Contributor

Robert Lanza, M.D.

Scientist, theoretician and author, 'Beyond Biocentrism'

"Robert Lanza was taken under the wing of scientific giants such as psychologist B.F. Skinner, immunologist Jonas Salk, and heart transplant pioneer Christiaan Barnard. His mentors described him as a ‘genius,’ a ‘renegade thinker,’ even likening him to Einstein himself." - US News & World Report, cover story.

Dr. Robert Lanza is considered one of the leading scientists in the world. He is currently Chief Scientific Officer at Ocata Therapeutics (formerly Advanced Cell Technology), and a professor at Wake Forest University School of Medicine. He has several hundred publications and inventions, and over 30 scientific books: among them, Principles of Tissue Engineering, which is recognized as the definitive reference in the field. Others include One World: The Health & Survival of the Human Species in the 21st Century (Foreword by President Jimmy Carter), and the Handbook of Stem Cells and Essentials of Stem Cell Biology, which are considered the definitive references in stem cell research. Dr. Lanza received his BA and MD degrees from the University of Pennsylvania, where he was both a University Scholar and Benjamin Franklin Scholar. He was also a Fulbright Scholar, and was part of the team that cloned the world's first early stage human embryos, as well as the first to successfully generate stem cells from adults using somatic-cell nuclear transfer (therapeutic cloning). Lanza's team was the first to clone an endangered species, to demonstrate that nuclear transfer could reverse the aging process, and to generate stem cells using a method that does not require the destruction of human embryos. In October 2014, Dr. Lanza and his colleagues published a paper in the journal The Lancet, providing the first evidence of the long-term safety and possible biologic activity of pluripotent stem cell progeny into humans with any disease.

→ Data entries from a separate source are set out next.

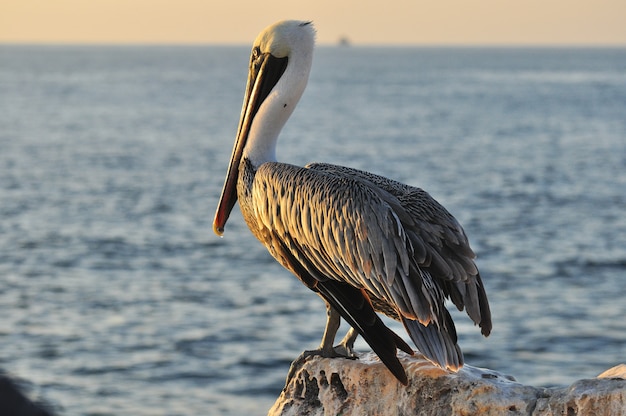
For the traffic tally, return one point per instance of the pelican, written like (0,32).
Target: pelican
(362,242)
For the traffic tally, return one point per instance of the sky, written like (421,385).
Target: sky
(420,22)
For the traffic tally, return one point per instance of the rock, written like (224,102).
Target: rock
(323,386)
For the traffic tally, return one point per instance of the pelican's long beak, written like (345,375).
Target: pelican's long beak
(265,71)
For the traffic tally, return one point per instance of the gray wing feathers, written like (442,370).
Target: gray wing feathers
(391,239)
(438,242)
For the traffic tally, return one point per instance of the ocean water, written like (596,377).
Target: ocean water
(117,298)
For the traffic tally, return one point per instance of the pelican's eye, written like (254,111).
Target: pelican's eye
(256,59)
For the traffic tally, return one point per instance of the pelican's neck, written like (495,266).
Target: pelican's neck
(277,107)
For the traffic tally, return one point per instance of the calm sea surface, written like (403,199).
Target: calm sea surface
(117,298)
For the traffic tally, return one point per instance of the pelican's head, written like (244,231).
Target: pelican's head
(280,63)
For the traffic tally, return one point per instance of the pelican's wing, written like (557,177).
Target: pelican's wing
(343,229)
(335,228)
(441,248)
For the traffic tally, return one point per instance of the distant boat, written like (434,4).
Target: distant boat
(344,41)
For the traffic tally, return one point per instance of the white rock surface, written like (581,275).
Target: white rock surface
(322,386)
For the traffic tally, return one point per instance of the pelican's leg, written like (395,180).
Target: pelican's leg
(333,320)
(326,348)
(346,346)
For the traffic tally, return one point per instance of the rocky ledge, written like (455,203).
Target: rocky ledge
(322,386)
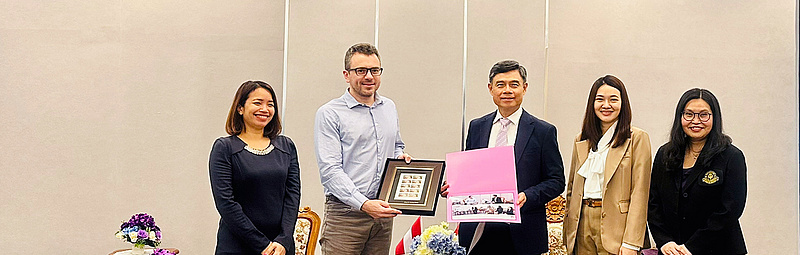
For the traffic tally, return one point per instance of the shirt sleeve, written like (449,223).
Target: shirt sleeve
(640,188)
(291,200)
(221,173)
(655,217)
(399,145)
(733,199)
(552,171)
(328,147)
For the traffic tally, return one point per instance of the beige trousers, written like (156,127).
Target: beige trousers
(588,239)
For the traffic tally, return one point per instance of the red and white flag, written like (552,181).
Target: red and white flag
(405,245)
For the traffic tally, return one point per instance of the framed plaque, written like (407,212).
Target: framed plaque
(412,188)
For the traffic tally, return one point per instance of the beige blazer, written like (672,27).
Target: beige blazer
(626,185)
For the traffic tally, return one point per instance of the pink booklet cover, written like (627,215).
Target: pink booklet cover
(483,185)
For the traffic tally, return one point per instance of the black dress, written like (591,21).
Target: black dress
(702,209)
(257,196)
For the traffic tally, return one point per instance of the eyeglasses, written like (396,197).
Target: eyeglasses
(363,71)
(703,116)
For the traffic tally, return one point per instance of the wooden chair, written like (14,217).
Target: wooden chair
(556,210)
(173,250)
(306,232)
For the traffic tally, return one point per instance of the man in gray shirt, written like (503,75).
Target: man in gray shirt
(353,136)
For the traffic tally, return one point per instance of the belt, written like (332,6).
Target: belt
(593,202)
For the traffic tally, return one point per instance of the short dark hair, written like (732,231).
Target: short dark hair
(363,48)
(235,123)
(592,129)
(716,140)
(505,66)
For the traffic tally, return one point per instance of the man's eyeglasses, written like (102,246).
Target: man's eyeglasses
(363,71)
(703,116)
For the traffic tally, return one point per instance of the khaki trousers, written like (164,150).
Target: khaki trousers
(588,239)
(349,231)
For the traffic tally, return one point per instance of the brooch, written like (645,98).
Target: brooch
(710,177)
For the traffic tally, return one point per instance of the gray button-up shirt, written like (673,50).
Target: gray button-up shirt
(352,142)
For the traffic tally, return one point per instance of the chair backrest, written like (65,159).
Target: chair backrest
(556,209)
(306,231)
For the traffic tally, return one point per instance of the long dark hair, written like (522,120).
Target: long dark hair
(235,123)
(716,140)
(592,129)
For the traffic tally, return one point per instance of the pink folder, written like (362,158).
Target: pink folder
(483,185)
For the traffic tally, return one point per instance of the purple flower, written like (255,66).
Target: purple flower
(162,252)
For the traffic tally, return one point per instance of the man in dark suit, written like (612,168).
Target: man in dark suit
(540,171)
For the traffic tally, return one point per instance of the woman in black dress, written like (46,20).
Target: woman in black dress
(699,183)
(255,177)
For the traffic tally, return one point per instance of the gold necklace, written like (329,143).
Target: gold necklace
(694,153)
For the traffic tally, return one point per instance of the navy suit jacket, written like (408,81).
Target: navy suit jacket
(540,174)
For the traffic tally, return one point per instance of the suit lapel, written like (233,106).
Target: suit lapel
(612,161)
(582,149)
(485,130)
(524,131)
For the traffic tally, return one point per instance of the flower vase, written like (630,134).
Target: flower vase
(138,249)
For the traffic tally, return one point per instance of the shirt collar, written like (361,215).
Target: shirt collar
(352,102)
(237,144)
(514,117)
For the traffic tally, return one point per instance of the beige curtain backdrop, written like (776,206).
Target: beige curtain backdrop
(109,108)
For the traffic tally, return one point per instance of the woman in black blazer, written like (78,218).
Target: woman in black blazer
(699,183)
(255,177)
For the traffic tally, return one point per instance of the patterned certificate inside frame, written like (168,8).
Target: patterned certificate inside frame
(412,187)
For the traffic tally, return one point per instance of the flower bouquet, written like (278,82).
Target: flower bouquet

Lanza has received numerous awards and other recognition, including Top 50 “World Thinkers 2015 (Prospect Magazine); TIME Magazine’s 2014 Time 100 list of the "100 Most Influential People in the World," the 2013 “Il Leone di San Marco Award in Medicine” (Italian Heritage and Culture Committee, along with Regis Philbin, who received the award in Entertainment), a 2010 National Institutes of Health (NIH) Director’s Award for “Translating Basic Science Discoveries into New and Better Treatments”; a 2010 “Movers and Shakers” Who Will Shape Biotech Over the Next 20 Years (BioWorld, along with Craig Venter and President Barack Obama); a 2005 Wired magazine "Rave Award" for medicine “For eye-opening work on embryonic stem cells”, and a 2006 Mass High Tech journal “All Star” award for biotechnology for “pushing stem cells’ future”.

Lanza and his research have been featured in almost every media outlet in the world, including all the major TV networks, CNN, TIME, Newsweek, People Magazine, as well as the front pages of the New York Times, Wall Street Journal, Washington Post, Los Angeles Times, and USA Today, among others. Lanza has worked with some of the greatest thinkers of our time, including Nobel laureates Gerald Edelman and Rodney Porter. Lanza worked closely with B.F. Skinner at Harvard University. Lanza and Skinner (the "Father of modern behaviorism") published a number of scientific papers together. He has also worked with Jonas Salk (discoverer of the Polio vaccine) and heart transplant pioneer Christiaan Barnard.